One Interface & Schemas​

Just as i'm trying to make gowall the one image processing tool to rule them all (get the reference lol?) the same goes for ocr.

To acomplish that gowall provides a single common interface to interact with all the providers. In one moment you can OCR an image with Ollama and the next with Openrouter.

gowall ocr img.png -p openrouter -m qwen/qwen2.5-vl-72b-instruct:free"

gowall ocr img.png -p ollama -m qwen2.5vl:7b

Now this gets repetive doesn't it? the ocr command has a lot of flags (rate limiting, prompt, language etc..) and it would be impossible to specify provider specific options.

Thats why i have created schemas to cut down boilerplate. They are specified in ~/.config/gowall/schema.yml and are options so you don't repeat yourself. You can additionally add them in your dotfiles so they are forever saved.

~/.config/gowall/schema.yml
schemas:

- name: "op-qwen" # <-- the most simplistic schema just for an introduction to the concept
config:
ocr:
provider: "openrouter"
model: "qwen/qwen2.5-vl-72b-instruct:free"

- name: "gem"
config:
ocr:
provider: "gemini"
model: "gemini-2.5-flash"

Now the only thing you need to do is just specify the schema name you want to use. Lets use the newly created op-qwen schema. Clean don't you think?

gowall ocr img.png -s op-qwen

You can obviously overwrite anything with flags. The priority is always flags > schema.yml options.

gowall ocr img.png -s op-qwen -m deepseek/deepseek-chat-v3.1:free

There are a lot more options to add in a schema like configuring rate limiting, replacing/appending prompts, messing with concurrency per stage in pre/post processing ... you get it, i have kept it very very simple here for demonstration purposes. You can check the guide here for more info.

Rate-Limiting​

warning

Just because gowall can send a gazillion requests per second to any provider doesn't mean it should. If you are selfhosting something and you let gowall run amok on big files with no rate limits you will see 100% usage and everything will slow to a crawl.If you are using cloud based providers they will simply will rate limit you once you exceed their limits.

Read the Warning? Great. Rate limits is the most imporant thing you need to understand here.

Just because i know some people wont even glance at the docs, to prevent people trying to OCR a 400 page pdf with a selfhosted model on a provider that doesn't supports pdfs (so gowall has to do more work to convert it into images) on a potato laptop that would cause 100% CPU/GPU usage and everything slowing to a crawl,i have specifically manually added some rate limits for gowall and intentionally capping its OCR performance

Adjusting Rate Limits​

As mentioned above gowall has some rate limits options by default.
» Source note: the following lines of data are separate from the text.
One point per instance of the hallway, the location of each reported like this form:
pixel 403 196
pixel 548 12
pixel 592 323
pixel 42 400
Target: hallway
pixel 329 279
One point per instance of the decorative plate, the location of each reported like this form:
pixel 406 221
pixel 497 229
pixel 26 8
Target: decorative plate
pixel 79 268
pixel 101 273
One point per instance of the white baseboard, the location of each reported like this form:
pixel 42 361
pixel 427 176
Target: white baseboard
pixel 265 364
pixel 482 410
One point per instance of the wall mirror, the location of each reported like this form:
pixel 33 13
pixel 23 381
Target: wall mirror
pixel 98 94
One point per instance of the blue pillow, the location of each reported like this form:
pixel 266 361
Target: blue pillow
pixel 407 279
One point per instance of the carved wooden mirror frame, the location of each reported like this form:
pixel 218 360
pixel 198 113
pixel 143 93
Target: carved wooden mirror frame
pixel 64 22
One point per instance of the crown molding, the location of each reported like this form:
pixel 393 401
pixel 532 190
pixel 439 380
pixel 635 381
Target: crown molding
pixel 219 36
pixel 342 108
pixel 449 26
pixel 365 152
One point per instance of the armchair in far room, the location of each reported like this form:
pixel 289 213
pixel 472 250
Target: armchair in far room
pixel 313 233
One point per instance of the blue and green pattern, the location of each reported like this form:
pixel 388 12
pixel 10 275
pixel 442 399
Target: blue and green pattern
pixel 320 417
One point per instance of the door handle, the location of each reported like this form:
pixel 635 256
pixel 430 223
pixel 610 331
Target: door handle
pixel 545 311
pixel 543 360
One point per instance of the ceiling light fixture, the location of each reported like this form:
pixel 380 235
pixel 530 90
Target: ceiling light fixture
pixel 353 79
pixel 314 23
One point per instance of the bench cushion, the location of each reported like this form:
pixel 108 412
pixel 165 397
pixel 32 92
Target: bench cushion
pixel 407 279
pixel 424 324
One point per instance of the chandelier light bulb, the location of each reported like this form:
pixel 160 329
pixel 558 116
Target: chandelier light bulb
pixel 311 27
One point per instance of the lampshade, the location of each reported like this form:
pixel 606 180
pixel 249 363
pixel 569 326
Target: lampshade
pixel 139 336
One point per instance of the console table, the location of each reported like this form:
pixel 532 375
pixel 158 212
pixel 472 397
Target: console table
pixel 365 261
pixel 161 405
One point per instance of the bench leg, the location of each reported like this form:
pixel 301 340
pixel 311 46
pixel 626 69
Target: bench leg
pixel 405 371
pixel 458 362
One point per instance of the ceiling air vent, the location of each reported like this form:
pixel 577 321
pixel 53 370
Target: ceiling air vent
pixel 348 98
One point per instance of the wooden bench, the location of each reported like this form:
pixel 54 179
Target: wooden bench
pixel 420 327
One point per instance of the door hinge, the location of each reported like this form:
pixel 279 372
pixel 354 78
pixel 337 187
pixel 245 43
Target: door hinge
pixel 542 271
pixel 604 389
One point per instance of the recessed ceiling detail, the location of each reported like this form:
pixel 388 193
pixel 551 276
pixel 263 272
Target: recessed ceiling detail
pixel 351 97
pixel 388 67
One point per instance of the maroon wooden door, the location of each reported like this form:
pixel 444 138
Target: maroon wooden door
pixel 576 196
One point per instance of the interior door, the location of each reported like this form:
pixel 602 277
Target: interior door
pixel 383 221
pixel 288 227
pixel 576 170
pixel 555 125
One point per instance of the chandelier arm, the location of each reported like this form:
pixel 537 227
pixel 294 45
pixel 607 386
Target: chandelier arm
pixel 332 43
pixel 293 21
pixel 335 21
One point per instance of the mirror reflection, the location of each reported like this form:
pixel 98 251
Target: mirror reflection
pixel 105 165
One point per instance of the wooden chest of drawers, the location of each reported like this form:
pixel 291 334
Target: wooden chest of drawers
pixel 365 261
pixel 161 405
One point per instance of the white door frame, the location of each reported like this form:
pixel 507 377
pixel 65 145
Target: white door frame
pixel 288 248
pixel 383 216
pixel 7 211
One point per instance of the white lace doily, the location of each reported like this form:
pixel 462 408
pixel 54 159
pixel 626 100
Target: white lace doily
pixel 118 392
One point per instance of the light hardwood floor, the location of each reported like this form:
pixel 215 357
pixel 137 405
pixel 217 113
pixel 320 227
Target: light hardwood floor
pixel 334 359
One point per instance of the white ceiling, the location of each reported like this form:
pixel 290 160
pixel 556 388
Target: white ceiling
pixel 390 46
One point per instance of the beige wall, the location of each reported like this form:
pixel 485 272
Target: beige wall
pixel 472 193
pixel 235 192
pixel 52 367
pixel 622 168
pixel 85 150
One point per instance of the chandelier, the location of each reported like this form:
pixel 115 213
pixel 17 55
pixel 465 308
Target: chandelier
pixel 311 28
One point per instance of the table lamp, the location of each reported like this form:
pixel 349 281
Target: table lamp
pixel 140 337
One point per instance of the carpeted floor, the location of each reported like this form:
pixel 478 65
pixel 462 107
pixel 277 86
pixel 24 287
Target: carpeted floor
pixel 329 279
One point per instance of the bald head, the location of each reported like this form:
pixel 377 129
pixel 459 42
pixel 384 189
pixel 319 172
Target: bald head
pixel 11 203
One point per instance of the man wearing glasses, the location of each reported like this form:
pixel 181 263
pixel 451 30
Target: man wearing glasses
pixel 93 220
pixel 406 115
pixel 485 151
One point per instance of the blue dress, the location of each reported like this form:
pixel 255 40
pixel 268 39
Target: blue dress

You may have better hardware or you may have already paid for a provider like OpenAI and have a lot higher limits. Adjust them to increase performance/reduce time taken

gowall ocr img.png -s op-qwen -r 4 -b 4

Following the token bucket rate limiting algorithm.

➤ -r is the requests per second flag.
➤ -b is the burst requests flag.

Obviously you can set them in your schema.yml file as well.

~/.config/gowall/schema.yml
  - name: "op-qwen"
config:
ocr:
provider: "openrouter"
model: "qwen/qwen2.5-vl-72b-instruct:free"
rate_limit:
rps: 4
burst: 4

You should check the rate limiting guide here for more info and examples, this is merely an introduction.

Pre-Processing​

When you feed gowall a pdf or an image it does some pre-processing to make it easier for a model to understand or lowering the image size (lower tokens, lower cost).

You can play around with some options, see the pre-processing guide here for more info.

Post-Processing​

When the provider OCR's the image/pdf gowall can perform post-processing. Right now there exists only text correction to essentially pair up tesseract with fast OCR and an llm that corrects grammar mistakes, closes brackets etc...

You can play around with some options, see the post-processing guide here for more info.